In between making Perpetua’s dress and reading giant historical fiction novels, I’ve been doing some slow-but-steady work on a few new things for the prayer shawl ministry at church: two baby blankets and a handful of prayer squares. The baby blankets were made (more or less) following this pattern from The Spruce for an easy crochet blanket in moss stitch.
Moss stitch (also known as granite stitch, linen stitch, and woven stitch) is absolutely my new favourite stitch: it’s insanely simple, I love the interlocked look, and because you’re working each stitch into a space rather than into another stitch, the result is very airy and has a lot of drape. It’s perfect for blankets! Most moss stitch tutorials tell you to chain an even number of stitches; the version from The Spruce is different in that you chain an odd number, and your turning stitch is worked into the turning chain of the row below. It took me a little while to get the hang of it — you’ll see that the edges on the first (lower) blanket I made are a bit wobbly — but eventually I figured out where exactly to stick my yarn on every turn and we were off to the races.

See those wonky edges? Oh well. The nice thing about crafting for babies is that babies don’t care!

Both of these were worked up in Lion Brand Mandala, a lightweight (3) yarn, using an H hook. This is a gorgeous yarn to work with; it’s much softer than many acrylics I’ve used in the past, and the colour transitions are a lot subtler than you find in other yarn cakes. I used the same colourway for both blankets — Pixie — and I love how different from each other they turned out, since each yarn cake started and ended at a different point in the sequence.
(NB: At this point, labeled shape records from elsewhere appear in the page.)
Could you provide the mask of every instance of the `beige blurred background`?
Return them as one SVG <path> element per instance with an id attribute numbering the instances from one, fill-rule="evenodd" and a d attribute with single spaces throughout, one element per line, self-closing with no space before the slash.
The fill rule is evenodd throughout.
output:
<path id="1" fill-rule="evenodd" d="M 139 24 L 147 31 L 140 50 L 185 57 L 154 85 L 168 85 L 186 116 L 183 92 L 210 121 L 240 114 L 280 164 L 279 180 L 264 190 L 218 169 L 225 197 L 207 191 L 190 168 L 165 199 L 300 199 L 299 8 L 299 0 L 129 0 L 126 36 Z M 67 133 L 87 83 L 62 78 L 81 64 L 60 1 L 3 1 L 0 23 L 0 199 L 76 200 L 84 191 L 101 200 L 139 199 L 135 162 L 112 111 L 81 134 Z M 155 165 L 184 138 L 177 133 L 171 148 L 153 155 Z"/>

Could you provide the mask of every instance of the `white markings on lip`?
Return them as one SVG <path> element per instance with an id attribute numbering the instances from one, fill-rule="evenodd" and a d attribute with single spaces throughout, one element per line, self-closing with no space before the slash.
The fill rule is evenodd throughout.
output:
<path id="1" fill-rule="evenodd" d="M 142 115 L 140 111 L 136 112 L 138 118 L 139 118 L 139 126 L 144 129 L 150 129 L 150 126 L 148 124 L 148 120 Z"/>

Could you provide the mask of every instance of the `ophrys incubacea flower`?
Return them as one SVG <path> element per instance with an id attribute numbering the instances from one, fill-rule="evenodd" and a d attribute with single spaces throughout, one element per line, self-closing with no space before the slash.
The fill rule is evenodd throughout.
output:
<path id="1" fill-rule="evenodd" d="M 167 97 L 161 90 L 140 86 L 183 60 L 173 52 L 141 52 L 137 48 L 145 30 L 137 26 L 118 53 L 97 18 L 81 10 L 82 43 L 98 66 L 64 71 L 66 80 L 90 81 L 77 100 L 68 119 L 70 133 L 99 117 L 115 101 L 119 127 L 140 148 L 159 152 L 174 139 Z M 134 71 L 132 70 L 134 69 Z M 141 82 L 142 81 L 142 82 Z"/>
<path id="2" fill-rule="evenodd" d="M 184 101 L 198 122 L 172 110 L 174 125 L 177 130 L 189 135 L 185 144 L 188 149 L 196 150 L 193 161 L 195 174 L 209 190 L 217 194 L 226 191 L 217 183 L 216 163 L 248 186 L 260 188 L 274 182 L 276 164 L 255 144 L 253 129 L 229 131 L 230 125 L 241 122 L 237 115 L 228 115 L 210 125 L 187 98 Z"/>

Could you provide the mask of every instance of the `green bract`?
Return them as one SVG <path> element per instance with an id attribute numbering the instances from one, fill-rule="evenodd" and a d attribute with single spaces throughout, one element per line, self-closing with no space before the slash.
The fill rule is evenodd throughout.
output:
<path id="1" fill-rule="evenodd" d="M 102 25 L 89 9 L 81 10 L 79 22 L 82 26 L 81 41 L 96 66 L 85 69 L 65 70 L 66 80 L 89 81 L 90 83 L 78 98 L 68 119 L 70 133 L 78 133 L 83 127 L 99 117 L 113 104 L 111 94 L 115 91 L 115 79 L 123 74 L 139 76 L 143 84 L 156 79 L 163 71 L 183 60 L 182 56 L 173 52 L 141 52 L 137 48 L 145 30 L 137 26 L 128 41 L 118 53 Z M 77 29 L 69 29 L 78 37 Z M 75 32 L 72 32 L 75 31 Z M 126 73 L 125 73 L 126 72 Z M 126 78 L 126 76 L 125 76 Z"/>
As to the squares, I was recently gifted the remains of a skein of Caron Simply Soft — I forget the colourway and threw out the wrapper, but I think it was Orchid — from a non-stitcher who had somehow ended up with it. There wasn’t enough to make anything substantial, so I decided to toss off some prayer squares and see how far I got. The final count was seven: six of regular size, and one teeny-tiny little square that was just short of having enough for another row. We’ll call that one “wallet-sized”. Or just right for someone in the under-five set.

Here they are being blocked. (Those stains on the pillow aren’t mold — I know they look like mold — but were left behind by a previous project where the yarn dye ran a bit.) I have to say, I wasn’t impressed with the Simply Soft yarn. It was soft, granted, but it split like crazy. It was fine for working up some small pieces like this, but I wouldn’t want to use it for anything larger.
The squares were a nice change of pace from the longer projects, though – just the right sort of breather before I move on to the next thing. Right now I have a shawl on the hook, and then at some point I have seven more Mandala cakes waiting for me to make them into an afghan for Anselm. And when I finish that, I really will have to stick to squares for a month or so, just for balance!